To decrease response times and increase rescue capability, the MVFD purchased a custom-made, amphibious Hydratrek vehicle, which will allow first responders to cross both land and water, Vincent said. The vehicle—which MVFD expects to receive in May—will allow seating capacity for 18 passengers, feature room for medical equipment and offer towing capability. The MVFD would not provide a cost for the vehicle.
“We can evacuate a whole lot more people in a much shorter time and move onto other areas quicker,” MVFD Assistant Chief Chuck Grant said of the vehicle.
However, Vincent said rescue boats would remain the primary rescue unit in the event of a flood.
“The goal is to make this [vehicle] a multipurpose unit so it can be used to solve a number of challenges that the fire department faces,” he said. “There’s nothing else like this. It’s going to make the community a safer place.”
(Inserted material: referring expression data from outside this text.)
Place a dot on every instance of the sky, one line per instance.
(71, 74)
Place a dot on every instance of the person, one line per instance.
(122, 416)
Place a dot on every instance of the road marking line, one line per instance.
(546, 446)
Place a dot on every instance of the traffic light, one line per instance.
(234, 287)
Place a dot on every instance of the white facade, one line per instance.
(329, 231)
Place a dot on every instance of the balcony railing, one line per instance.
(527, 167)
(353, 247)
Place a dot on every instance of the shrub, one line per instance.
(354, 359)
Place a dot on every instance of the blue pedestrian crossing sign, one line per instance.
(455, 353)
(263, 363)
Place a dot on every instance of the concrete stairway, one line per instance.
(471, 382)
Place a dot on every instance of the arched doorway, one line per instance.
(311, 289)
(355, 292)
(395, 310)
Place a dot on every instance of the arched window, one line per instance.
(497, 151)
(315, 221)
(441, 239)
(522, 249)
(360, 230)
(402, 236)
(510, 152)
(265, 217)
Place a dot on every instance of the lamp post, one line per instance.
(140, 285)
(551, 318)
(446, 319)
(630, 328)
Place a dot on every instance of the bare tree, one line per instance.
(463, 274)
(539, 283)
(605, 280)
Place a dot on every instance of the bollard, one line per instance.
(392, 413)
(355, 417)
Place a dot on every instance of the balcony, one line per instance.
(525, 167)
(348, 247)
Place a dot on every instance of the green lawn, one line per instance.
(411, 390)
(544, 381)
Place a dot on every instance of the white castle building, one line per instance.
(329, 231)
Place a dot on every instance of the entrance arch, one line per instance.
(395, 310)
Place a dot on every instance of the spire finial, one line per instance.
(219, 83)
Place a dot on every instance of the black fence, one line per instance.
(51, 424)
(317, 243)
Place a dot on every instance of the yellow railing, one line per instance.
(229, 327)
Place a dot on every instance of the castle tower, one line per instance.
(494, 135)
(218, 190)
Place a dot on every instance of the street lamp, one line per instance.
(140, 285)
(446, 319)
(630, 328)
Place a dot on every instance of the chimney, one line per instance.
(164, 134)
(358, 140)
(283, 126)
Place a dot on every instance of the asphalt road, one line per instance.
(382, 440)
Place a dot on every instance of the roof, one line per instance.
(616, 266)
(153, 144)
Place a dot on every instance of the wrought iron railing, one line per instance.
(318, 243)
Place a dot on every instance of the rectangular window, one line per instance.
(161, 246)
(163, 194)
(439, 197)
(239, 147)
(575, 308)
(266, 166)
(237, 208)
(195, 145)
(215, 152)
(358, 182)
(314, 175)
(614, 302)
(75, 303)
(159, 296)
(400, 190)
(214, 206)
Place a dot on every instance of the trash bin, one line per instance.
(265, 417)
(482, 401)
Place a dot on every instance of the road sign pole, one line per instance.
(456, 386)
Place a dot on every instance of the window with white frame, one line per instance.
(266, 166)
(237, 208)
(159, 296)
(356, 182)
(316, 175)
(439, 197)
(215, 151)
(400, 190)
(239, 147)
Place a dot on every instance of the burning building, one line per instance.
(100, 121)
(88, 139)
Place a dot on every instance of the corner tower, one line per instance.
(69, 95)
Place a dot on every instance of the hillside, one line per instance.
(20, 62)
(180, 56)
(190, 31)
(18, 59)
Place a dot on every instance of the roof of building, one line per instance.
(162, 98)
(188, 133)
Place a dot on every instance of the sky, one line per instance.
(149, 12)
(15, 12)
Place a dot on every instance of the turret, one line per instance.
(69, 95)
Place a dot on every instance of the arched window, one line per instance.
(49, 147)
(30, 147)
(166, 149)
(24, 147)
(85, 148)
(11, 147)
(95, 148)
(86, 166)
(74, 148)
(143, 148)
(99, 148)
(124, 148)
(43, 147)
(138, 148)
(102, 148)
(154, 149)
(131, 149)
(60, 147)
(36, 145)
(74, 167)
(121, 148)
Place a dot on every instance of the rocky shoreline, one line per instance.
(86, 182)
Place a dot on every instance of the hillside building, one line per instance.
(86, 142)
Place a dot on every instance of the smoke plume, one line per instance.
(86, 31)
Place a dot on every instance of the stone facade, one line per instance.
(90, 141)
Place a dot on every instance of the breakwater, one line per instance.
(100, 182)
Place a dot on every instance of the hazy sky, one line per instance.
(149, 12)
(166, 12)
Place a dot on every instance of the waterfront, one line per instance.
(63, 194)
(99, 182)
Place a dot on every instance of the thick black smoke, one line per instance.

To assist with water rescues in the Tomball area, the Tomball Police Department acquired a 2.5-ton military vehicle—capable of driving through 4-5 feet of water—through a donation-based military surplus program in FY 2015-16, Tomball Fire Department Chief Randy Parr said. Rather than carrying cargo, the vehicle will be used to evacuate people from flooded areas in future flooding events.
“Virtually everything that occurred last year is still a challenge,” Parr said.